NewCore est sortie de l'ombre cette semaine avec un tour d'amorçage de 66 millions de dollars, exceptionnellement gros, à une valorisation post-financement de 300 millions de dollars. Le tour a été mené par Cyberstarts, la firme spécialisée en cybersécurité, avec la participation d'Index Ventures et d'Evolution Equity Partners. Le problème contre lequel l'entreprise se vend est précis : les agents IA commencent à agir comme des employés, et les systèmes d'identité qui régissent qui peut toucher à quoi dans une entreprise ont été conçus pour des humains.

Le chef de la direction Zohar Alon le formule sans détour : l'échelle et la complexité que les agents ajouteront à des plateformes d'identité vieilles de quinze ou vingt ans vont les faire craquer. Sa lecture a un certain poids. Alon a déjà fondé l'entreprise de sécurité infonuagique Dome9, que Check Point a rachetée, et ses cofondateurs ne sont pas non plus des poids légers : Amihai Neiderman a dirigé la recherche au sein de l'Unit 8200 d'Israël et fondé l'entreprise d'IA en santé Nym Health, et Erez Yarkoni a été directeur des systèmes d'information chez T-Mobile USA et chez Telstra.

Le modèle technique est la raison pour laquelle ceci relève de la rubrique sécurité plutôt que de celle du financement. NewCore traite les agents IA comme des identités de premier ordre, chacune dotée de ses propres permissions, de contrôles de cycle de vie et d'un mécanisme de révocation, gérées dans le même système que le personnel humain. Elle utilise une architecture à clé fractionnée qui répartit les identifiants critiques entre le client et la plateforme, de sorte qu'une compromission d'un seul côté ne livre pas les clés. Son intégration Agentic Skill permet aux assistants de codage comme Claude Code, Codex et Cursor d'atteindre les systèmes d'entreprise en tant qu'identités gérées, et une application mobile permet à une personne d'accorder, d'examiner et de révoquer l'accès d'un agent. Cette conception fait écho à la leçon de sécurité que le domaine réapprend sans cesse cette semaine : garder la capacité dangereuse hors de portée directe du modèle, et baliser ce qu'il peut faire plutôt que de lui faire confiance pour se surveiller lui-même.
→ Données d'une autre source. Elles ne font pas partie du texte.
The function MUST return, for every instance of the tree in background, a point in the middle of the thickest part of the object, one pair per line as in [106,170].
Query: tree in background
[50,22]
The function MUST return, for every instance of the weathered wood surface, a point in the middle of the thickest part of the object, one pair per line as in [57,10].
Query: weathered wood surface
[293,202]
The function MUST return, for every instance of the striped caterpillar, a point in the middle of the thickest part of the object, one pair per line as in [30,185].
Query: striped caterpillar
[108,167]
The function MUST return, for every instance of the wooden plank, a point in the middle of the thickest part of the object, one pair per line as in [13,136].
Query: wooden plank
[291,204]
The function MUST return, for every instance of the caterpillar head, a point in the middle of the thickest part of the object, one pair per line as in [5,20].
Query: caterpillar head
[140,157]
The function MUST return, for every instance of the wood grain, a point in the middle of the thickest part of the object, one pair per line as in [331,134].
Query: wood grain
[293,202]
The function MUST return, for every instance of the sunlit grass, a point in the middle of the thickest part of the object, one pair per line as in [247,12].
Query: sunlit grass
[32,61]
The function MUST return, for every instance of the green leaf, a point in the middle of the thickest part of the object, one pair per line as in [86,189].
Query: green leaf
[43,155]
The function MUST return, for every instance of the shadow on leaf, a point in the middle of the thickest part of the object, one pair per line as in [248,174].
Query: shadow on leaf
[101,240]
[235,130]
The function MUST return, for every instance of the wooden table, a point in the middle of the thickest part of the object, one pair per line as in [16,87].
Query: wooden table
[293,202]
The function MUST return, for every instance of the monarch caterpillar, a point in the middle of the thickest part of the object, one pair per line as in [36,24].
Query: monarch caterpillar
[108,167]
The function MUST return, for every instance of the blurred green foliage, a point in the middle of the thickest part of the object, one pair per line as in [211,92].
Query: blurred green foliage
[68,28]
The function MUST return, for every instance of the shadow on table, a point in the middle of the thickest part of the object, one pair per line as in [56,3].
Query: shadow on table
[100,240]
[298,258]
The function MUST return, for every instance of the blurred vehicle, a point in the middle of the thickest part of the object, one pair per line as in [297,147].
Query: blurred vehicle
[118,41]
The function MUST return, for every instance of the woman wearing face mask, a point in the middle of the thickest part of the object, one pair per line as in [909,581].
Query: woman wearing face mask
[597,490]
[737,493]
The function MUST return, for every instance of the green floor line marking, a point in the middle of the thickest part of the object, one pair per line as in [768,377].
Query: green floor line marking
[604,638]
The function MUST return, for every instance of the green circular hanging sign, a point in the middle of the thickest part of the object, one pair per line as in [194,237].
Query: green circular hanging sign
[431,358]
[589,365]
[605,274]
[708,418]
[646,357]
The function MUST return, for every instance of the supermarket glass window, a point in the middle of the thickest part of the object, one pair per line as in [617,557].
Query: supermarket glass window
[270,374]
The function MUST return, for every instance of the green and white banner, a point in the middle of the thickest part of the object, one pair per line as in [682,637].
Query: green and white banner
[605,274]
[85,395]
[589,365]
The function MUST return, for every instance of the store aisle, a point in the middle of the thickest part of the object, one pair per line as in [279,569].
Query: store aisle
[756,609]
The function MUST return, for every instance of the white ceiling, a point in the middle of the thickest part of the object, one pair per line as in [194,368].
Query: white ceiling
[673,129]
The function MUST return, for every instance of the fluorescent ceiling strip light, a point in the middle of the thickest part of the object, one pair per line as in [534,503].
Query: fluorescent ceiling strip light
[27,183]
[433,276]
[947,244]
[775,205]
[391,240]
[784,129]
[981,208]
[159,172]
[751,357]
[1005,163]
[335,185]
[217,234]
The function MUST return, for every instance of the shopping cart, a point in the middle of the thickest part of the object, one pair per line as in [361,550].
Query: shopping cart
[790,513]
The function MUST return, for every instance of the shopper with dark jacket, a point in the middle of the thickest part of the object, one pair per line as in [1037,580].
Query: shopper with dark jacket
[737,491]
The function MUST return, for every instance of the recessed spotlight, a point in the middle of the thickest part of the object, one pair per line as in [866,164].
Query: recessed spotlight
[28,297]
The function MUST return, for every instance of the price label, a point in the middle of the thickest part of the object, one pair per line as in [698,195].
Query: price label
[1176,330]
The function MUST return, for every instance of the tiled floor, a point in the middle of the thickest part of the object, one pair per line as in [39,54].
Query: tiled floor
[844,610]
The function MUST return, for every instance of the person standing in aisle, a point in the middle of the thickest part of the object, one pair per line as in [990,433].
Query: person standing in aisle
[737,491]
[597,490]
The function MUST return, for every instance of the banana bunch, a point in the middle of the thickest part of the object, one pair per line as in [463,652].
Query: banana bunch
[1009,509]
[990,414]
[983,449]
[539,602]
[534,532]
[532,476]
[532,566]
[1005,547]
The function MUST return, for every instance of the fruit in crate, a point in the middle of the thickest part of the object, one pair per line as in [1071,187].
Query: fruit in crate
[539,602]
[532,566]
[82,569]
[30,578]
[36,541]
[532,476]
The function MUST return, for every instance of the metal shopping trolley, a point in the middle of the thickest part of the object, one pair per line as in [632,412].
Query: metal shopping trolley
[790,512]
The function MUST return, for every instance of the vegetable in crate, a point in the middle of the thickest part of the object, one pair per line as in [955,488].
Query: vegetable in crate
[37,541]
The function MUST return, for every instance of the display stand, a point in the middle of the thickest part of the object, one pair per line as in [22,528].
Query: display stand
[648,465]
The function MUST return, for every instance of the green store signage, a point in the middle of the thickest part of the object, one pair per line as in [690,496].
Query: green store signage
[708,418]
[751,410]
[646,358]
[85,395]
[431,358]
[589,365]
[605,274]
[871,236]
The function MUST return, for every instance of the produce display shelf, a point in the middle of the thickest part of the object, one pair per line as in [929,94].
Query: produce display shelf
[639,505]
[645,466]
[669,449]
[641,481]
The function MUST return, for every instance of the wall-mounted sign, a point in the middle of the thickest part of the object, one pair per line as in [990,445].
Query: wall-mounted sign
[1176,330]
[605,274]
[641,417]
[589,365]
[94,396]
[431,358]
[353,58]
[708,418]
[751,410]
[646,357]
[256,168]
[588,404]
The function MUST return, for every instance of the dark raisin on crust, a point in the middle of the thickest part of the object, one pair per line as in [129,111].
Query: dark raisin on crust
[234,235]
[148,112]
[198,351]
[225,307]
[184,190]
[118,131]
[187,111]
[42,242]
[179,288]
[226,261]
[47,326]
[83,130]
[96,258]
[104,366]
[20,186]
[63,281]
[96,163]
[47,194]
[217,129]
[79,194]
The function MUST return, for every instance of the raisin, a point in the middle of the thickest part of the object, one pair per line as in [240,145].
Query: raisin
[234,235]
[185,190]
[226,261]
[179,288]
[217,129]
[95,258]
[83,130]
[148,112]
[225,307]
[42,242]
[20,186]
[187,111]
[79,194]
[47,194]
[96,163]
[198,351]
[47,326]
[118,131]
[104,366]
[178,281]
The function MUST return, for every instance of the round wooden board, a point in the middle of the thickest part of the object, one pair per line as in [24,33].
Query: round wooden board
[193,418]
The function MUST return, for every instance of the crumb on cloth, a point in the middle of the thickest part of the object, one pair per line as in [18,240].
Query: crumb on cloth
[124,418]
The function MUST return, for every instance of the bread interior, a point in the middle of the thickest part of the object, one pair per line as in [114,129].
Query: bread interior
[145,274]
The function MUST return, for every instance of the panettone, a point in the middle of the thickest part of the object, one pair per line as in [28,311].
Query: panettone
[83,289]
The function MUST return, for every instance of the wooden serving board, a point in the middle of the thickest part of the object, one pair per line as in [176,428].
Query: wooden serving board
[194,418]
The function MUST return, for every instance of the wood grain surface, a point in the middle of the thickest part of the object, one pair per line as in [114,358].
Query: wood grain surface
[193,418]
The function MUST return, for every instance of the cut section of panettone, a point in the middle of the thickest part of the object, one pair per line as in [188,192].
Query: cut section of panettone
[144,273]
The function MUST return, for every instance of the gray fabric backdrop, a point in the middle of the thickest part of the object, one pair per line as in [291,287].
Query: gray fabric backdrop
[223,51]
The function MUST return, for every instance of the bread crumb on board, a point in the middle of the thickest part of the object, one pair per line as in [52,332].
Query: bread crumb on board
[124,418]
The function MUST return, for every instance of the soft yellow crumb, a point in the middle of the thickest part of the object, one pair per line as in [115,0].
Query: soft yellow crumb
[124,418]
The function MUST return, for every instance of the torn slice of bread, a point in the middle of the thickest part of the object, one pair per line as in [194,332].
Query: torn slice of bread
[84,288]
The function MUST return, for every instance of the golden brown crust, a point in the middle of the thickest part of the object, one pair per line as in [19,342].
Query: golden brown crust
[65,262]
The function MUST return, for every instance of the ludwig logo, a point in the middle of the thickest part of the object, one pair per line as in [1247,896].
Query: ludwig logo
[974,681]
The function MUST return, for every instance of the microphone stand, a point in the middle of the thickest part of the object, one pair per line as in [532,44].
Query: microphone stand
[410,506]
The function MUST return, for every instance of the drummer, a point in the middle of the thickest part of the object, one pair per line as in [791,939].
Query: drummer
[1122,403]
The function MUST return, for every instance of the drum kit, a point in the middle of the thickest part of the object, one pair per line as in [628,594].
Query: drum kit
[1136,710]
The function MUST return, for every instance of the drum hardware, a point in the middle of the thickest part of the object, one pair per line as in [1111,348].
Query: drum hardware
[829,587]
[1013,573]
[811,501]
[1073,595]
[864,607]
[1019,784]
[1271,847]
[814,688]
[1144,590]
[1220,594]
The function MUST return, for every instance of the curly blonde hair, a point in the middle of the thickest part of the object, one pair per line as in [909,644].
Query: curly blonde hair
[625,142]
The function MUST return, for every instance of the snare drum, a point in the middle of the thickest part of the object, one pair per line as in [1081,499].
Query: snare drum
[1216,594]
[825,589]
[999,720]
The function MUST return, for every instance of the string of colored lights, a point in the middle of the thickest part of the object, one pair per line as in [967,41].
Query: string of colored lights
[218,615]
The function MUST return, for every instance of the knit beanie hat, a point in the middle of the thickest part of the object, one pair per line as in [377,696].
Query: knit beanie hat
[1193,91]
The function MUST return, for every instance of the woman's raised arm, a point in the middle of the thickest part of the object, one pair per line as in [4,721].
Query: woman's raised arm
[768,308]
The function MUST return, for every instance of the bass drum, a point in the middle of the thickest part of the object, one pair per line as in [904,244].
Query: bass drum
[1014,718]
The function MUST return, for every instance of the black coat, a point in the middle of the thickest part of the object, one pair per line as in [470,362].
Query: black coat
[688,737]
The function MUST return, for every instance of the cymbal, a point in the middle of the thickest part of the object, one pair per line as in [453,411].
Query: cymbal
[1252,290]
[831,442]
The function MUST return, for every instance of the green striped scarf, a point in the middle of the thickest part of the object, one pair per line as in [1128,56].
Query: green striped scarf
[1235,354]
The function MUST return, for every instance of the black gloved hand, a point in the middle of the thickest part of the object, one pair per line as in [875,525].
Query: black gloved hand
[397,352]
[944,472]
Le pari porte sur un avenir proche qui n'est pas encore tout à fait là. NewCore compte plus de cinquante employés aux États-Unis et en Israël, mais moins de dix clients, plus de dix partenaires de conception, et ne prévoit pas commencer à facturer avant l'été. Ce qui donne à la thèse son urgence, c'est l'échelle déjà visible ailleurs : Goldman Sachs a testé l'agent de codage Devin comme employé, et McKinsey affirme que 25,000 agents IA travaillent déjà aux côtés de ses 60,000 personnes. La prédiction d'Alon, à savoir que les agents pourraient dépasser en nombre les humains dans les organisations technologiques d'ici quelques années, est le genre d'affirmation qui sonne agressif jusqu'à ce qu'on fasse le calcul sur la vitesse à laquelle le nombre d'agents grimpe.